Because interval data timing is imprecise, identifying actual connectivity requires collecting and correlating a sufficiently large number of voltage changes in order to use statistics-based approaches to minimize error. This method uses a quantitative measure, “affinity,” which characterizes the degree to which two meters experience the same local voltage changes. The degree to which affinity between any two meters varies helps in determining meter-to-transformer connectivity.
The orange curve in Figure 1 shows the distribution of affinities between meters connected to different transformers. The blue curve in this figure shows the distribution of affinities between meters on the same transformer. The number of combinations is shown on the left or right vertical axis respectively, and the affinity for each combination is shown on the x-axis. Note the nearly complete separation of affinity ranges between “same transformer” and “different transformer” meter pairs. For each individual meter, the analytic process calculates affinities with every other meter that utility records indicate is on the same transformer. The highest such affinity is called “home affinity.” For the same meter, affinities are then calculated with every meter not on the same transformer, within a configurable distance—such as 1,000 to 3,000 feet. The highest such affinity is called “away affinity.”
If home affinity is higher than away affinity, the utility-supplied connectivity data for the subject meter is validated as correct. If the away affinity is greater than the home affinity, the utility’s connectivity data is likely wrong for this meter. Furthermore, the transformer to which the meter with the highest affinity is connected indicates the most likely correct transformer for the subject meter.
Figure 2 shows a sample of 597 meters whose home affinity is shown on the Y-axis and the away affinity on the X-Axis. All meters in the top left half of the figure have correct connectivity as stated, while the 10 percent of meters in the bottom right half are clearly misconnected. For any one meter in this group, its away affinity on the x-axis points to the correct home for the subject meter.

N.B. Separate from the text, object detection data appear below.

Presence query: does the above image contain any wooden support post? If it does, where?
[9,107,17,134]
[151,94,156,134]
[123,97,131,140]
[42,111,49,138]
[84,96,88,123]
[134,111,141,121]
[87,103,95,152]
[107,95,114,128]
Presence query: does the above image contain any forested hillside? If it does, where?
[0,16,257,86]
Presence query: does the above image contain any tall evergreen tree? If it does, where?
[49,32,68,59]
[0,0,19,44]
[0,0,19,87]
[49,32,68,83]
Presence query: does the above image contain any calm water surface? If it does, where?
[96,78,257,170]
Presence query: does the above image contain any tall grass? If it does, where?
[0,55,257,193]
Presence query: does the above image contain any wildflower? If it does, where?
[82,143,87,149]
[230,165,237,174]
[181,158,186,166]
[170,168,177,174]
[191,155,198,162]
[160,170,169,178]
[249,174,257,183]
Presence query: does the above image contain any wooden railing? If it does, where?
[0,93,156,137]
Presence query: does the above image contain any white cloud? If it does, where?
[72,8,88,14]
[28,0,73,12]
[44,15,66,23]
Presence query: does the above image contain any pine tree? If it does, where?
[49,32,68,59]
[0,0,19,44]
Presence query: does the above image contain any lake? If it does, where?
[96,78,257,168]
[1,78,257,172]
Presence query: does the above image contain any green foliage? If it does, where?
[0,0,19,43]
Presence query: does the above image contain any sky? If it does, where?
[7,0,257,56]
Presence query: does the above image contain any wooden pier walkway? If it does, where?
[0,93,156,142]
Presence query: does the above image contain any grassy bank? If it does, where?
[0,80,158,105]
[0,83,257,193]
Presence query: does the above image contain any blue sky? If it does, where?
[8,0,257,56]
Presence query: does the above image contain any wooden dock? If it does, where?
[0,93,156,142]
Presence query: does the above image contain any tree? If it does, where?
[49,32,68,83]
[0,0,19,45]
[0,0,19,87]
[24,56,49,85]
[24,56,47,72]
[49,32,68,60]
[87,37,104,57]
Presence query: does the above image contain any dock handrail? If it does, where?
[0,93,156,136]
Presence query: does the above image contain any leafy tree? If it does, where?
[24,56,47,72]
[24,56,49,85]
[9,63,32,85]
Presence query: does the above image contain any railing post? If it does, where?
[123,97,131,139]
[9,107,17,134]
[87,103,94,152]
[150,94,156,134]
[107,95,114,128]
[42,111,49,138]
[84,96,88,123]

Importance of Accurate Connectivity
Accurate meter-to-transformer connectivity as well as meter-to-phase is essential to enable a truly smart grid. It allows utilities to analyze each line segment from meter to feeder for revenue assurance and theft detection, and to gain valuable insight into their distribution systems. Utilities can detect power theft and high-impedance connections by comparing meter voltage to that of neighboring meters and find misplaced or misfiled meters.
Performing analytics on smart meter data without accurate and timely knowledge of meter-to-transformer or meter-to-phase connectivity is like finding your way with an out-of-date map. Advanced grid connectivity algorithms are like the GPS for smart grid analytics, allowing utilities to accurately and timely track meter locations in relation to the transformers that serve them. UP
Robert Sonderegger is a director and software engineering advisor at Itron. He is responsible for technical leadership, software innovation and advanced technology.
Electric meters are connected to secondary distribution transformers to reduce distribution high voltage to safe levels for households. There are many transformers of different capacities along distribution lines, both underground and overhead. The choice of which transformer a meter is connected to is dictated by physical proximity as well as by optimal loading of transformer capacity. This connection between an individual meter and a distribution transformer is known as transformer connectivity.